Obwohl es in einigen Punkten Verbesserungspotenzial gibt, kann der polnische Wohnungsbau uns in vielen Bereichen ein Vorbild sein. Nicht nur die Verwaltung, sondern auch der polnische Staat fördern Neubauprojekte. Und die polnische Regierung fördert nicht nur den Wohnungsbau, sondern kurbelt auch den Markt an, indem sie Privatleute beim Erwerb von Wohneigentum mit attraktiven Darlehen unterstützt, bei denen die Zinsen für zehn Jahre auf zwei Prozent festgelegt sind, und ihnen beim Kauf der ersten eigenen Immobilie die Transaktionssteuer in Höhe von zwei Prozent erlässt.

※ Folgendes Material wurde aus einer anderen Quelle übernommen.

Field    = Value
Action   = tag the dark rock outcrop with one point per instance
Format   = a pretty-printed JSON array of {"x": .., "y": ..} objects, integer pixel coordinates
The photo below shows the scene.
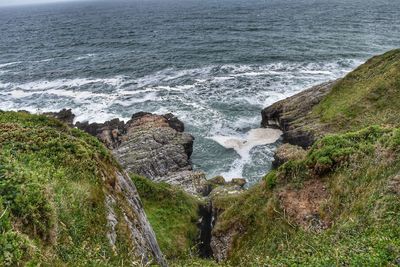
[
  {"x": 154, "y": 146},
  {"x": 64, "y": 115},
  {"x": 141, "y": 233},
  {"x": 288, "y": 152},
  {"x": 221, "y": 243},
  {"x": 290, "y": 115}
]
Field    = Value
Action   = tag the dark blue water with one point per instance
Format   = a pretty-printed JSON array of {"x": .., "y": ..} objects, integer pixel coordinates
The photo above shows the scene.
[{"x": 215, "y": 64}]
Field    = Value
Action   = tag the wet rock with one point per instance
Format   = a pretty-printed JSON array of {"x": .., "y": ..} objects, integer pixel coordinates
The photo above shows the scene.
[
  {"x": 141, "y": 233},
  {"x": 64, "y": 115},
  {"x": 289, "y": 115},
  {"x": 110, "y": 132},
  {"x": 288, "y": 152}
]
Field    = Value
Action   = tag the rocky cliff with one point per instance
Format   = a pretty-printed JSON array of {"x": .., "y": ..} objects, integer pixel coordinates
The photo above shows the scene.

Diese Tatsache macht Polen zum Vorbild in Sachen politische Fördermaßnahmen und vor allem zu einem Land, das für Projektentwickler aus Deutschland attraktiv ist. Zwar sind die Zinsen dort höher als in Deutschland, das gilt aber auch für die Renditen. Hochwertige Eigentumswohnungen finden im Übrigen nicht nur Abnehmer aus Polen – nach Angaben des in Polen zuständigen Ministeriums stellen Deutsche nach den Ukrainern die zweitgrößte Käufergruppe auf dem polnischen Immobilienmarkt.

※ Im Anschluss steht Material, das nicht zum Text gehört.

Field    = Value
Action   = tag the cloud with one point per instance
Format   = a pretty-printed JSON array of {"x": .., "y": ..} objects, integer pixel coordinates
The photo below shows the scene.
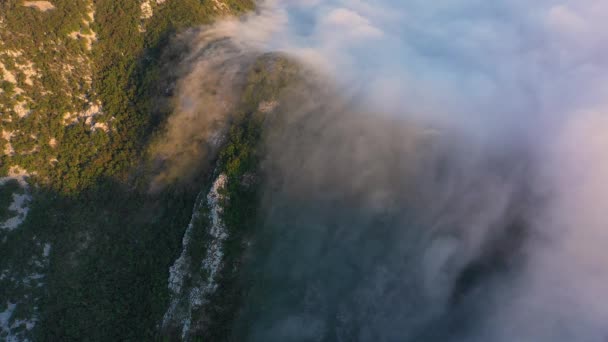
[{"x": 452, "y": 187}]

Mietrecht ist kaum reguliert
Gute Perspektiven haben in Polen insbesondere auch Projekte für den Mietmarkt. Die meisten Polen (rund 87 Prozent im Jahr 2022) leben laut Angaben des Statistischen Bundesamts in Wohneigentum – ganz anders als in Deutschland, wo mit rund 42 Prozent (Stand 2022) ein deutlich geringerer Teil in den eigenen vier Wänden wohnt. Doch in Polen ändert sich das gerade. Vor allem junge, gut ausgebildete Menschen ziehen in die Städte und wünschen sich flexibel anmietbaren, hochwertigen Wohnraum – viele junge Europäer gehen inzwischen auch nach Polen, um dort zu studieren.

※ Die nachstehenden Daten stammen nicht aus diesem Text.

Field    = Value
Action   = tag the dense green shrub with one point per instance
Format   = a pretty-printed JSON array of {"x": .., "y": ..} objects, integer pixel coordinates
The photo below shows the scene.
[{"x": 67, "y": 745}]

Eine weitere Gruppe, die dringend geeigneten Wohnraum benötigt, sind die Senioren. Die Ansprüche der polnischen Mieterschaft sind in den zurückliegenden Jahren gestiegen, inzwischen werden hohe Qualitätsstandards erfüllt und auch Nachhaltigkeitskriterien berücksichtigt. Das Mietrecht ist aber nach wie vor kaum reguliert – ein weiteres Argument für Investitionen in Immobilien in Polen. Und auch dadurch, dass durch den Krieg in der Ukraine viele Menschen zuwandern, wächst in Polen der Bedarf nach Wohnraum. Obwohl die Rahmenbedingungen günstig sind, investieren bislang nur wenige institutionelle Investoren aus Deutschland in Wohnprojekte in Polen. Denn es gilt auch ein paar Besonderheiten zu berücksichtigen: Eine gute Ortskenntnis ist unabdingbar, um eine gute von einer durchschnittlichen Lage zu unterscheiden. Zudem werden private Mieten in Zloty gezahlt, was ein Währungsrisiko darstellen kann. Und auch wenn es nicht so umfassend ist wie das deutsche, muss man sich natürlich mit dem polnischen Baurecht auseinandersetzen. Ein guter Kompromiss kann darin bestehen, in ein bereits genehmigtes Projekt zu investieren oder eine Immobilie weiterzuentwickeln.
Fazit: Die Wohnungsnot in Deutschland ist mittlerweile so groß, dass Veränderungen im deutschen Baurecht unumgehbar sind. Natürlich sollten wird unsere Ansprüche in Sachen Umweltschutz und Quartiersplanung nicht herunterschrauben. Sinnvoll wäre es aber, neue Programme zu etablieren, die Menschen bei dem Erwerb einer eigenen Immobilie unterstützen.
Wir benötigen ein pragmatischeres Baurecht anstatt der Überregulierung, die den Bau neuer Wohnungen zusätzlich erschwert in einer Zeit, in der die wirtschaftlichen Rahmenbedingungen ohnehin herausfordernd sind. Angesichts des enormen Wohnungsmangels kommt es mehr denn je darauf an, dass Projekte zügig geplant und umgesetzt werden können. Und wer doch lieber in schnell zu realisierende Projekte im europäischen Ausland investieren will, kann auch einfach nach Polen gehen.
Dieser Artikel erschien am 09.04.2024 online auf immobilienmanager.de.